小学生の頃、米空母で初めてコーヒーに出会う

 コーヒーは中学生の頃、化学実験が好きな兄の影響でサイフォンで淹れるのが面白くて、よく飲みました。高校生になってからは入り浸っていた喫茶店のマスターにネルドリップ方式を教えてもらい、その後上京してからは紙フィルターを使ったメリタの逆三角のカップを使い、以来ほぼ毎日飲んでいます。

 現役で働いている時は、深煎りのフレンチローストばかり。アメリカンのようにちょっと薄めにして飲むと、コーヒーの甘みが出てきます。ワタルというコーヒー商社の社長さんにお会いした時に「好みはフレンチロースト」と伝えたら、「あんた、頭を使った商売しているからだよ」と言われ、「俺、頭を使っているんだ」と褒められた気分になったものです。
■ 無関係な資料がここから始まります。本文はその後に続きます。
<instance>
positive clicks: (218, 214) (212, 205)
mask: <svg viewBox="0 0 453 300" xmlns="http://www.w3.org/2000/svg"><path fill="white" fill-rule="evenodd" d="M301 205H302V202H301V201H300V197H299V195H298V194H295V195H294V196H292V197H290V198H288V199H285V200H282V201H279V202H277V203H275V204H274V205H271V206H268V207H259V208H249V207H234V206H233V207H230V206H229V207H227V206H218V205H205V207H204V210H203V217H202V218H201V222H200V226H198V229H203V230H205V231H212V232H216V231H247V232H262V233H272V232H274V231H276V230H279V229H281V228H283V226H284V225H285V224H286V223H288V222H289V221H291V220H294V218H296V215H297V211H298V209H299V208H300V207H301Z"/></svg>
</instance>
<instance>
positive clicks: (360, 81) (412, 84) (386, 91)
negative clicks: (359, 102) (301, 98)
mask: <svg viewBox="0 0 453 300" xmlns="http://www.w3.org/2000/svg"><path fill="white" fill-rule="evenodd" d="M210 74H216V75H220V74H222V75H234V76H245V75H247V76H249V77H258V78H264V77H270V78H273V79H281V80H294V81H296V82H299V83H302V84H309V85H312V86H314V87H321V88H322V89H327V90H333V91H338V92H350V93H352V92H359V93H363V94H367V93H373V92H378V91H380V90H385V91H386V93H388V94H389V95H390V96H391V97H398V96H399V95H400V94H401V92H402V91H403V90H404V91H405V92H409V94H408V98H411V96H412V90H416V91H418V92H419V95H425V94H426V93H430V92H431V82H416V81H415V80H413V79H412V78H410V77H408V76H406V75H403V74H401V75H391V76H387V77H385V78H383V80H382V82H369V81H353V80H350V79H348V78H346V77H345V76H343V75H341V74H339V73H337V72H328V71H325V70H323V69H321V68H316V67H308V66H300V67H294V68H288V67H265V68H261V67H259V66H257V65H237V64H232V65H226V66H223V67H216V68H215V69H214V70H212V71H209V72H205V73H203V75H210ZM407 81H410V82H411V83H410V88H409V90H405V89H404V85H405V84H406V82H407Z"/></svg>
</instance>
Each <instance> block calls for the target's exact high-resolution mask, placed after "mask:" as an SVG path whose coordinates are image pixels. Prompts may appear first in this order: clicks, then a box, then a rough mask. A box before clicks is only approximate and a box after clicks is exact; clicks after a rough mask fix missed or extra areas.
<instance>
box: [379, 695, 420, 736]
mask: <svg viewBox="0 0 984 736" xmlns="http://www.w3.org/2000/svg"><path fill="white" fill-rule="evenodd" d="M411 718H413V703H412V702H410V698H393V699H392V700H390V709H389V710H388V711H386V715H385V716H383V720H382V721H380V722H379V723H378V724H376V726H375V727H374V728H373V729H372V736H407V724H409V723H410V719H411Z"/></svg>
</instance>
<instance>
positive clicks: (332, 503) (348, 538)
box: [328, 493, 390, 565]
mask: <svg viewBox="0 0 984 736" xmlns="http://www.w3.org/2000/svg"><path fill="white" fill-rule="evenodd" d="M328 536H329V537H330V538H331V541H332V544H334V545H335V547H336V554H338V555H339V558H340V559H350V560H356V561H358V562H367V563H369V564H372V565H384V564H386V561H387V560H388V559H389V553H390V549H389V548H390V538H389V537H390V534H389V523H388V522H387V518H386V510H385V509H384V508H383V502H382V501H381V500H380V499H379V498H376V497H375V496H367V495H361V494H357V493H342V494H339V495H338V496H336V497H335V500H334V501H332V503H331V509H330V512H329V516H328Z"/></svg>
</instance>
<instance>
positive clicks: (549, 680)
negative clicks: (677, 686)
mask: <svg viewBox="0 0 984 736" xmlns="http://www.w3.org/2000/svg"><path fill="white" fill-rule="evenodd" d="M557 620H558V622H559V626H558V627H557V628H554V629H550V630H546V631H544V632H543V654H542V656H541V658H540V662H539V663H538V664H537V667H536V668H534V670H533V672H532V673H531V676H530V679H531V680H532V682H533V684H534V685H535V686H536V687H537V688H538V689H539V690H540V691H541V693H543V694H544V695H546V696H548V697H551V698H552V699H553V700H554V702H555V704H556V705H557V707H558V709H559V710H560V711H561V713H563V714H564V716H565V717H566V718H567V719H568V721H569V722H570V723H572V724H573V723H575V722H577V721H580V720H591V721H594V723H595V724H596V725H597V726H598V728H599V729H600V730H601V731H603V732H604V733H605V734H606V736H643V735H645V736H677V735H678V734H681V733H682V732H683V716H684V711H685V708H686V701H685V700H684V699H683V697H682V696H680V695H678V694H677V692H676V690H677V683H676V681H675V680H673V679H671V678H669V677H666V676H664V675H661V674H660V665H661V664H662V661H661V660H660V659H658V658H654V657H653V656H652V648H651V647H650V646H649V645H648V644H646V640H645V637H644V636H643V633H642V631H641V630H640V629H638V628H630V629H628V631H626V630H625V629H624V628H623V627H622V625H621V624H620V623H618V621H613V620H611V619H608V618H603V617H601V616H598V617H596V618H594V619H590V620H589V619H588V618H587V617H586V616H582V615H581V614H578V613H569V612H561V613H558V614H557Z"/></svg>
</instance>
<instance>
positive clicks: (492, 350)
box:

 コーヒーを飲み始めて50年以上が過ぎました。初めて本格的なコーヒーと出会ったのは小学生の頃、函館に寄港した米海軍の空母。艦内の将校クラブで信じられないほど柔らかく赤身だけのステーキをごちそうになった後、コーヒーが出されたのですが、その場にいた将校から16歳以下はコーヒーは飲めないと言われたました。「コーヒーって、特別な飲み物なんだ」。あのシーンを忘れられません。

コナのコーヒーに出会ったのは60年ぶり?

 その空母は米海軍の太平洋艦隊に所属していたはずです。太平洋艦隊の本拠地はハワイです。「小学生は飲めないよ」と言われたコーヒーはきっとコナ産コーヒー。60年の歳月を経て出会ったコナのコーヒー豆。うまいはずです。